In January of this year, my colleague and I received a letter from a law firm representing one of the companies mentioned in the publication. Among other things, the five-page letter urged us to remove the publication, publish an unqualified retraction and apology, and cease and desist from publishing any other information about the company without first verifying that information with the company. We were informed that our failure to comply with the demands would result in possible civil and/or criminal proceedings, and the company estimated damages at approximately $200 million.

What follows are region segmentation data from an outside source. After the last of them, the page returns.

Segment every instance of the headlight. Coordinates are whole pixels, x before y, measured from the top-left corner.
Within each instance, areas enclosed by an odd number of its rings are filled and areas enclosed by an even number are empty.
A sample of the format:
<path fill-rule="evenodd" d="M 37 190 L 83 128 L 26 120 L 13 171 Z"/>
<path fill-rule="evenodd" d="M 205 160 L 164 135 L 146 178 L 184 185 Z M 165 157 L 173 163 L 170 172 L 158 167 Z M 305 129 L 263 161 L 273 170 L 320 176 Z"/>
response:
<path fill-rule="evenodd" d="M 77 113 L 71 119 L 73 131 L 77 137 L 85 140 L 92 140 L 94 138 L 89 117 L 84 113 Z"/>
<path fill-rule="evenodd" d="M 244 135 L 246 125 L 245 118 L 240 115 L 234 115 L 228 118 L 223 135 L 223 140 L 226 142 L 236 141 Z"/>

Our organization took the letter very seriously. We immediately shared it with our international colleagues and initiated a process for deciding how to respond. We also hired a lawyer. Discussions with our international colleagues, our board members and our lawyer took a great deal of time and effectively paralyzed our organization for the next three weeks.
In the end, we felt compelled to withdraw the publication from public circulation. This was a very difficult decision. We felt a genuine obligation to bring information about the company’s operations to light and did not want to be intimated by the company’s threat. However, we are a small organization with limited resources, and we knew the organization would not survive the demands of litigation. Furthermore, if staff members were sued in their personal capacity, they would not have the financial resources necessary to mount an effective defence.
In discussions with the international colleagues with whom we co-authored the publication, it became clear that relative to other legal jurisdictions, public interest organizations—
The Chair (Mr. Shafiq Qaadri): Thirty seconds.
Ms. Karen Hamilton: —and advocates are highly vulnerable to SLAPP suits in Ontario. Had legal protections existed in Ontario for public interest communication, our analysis of the threat the letter posed would have been very different.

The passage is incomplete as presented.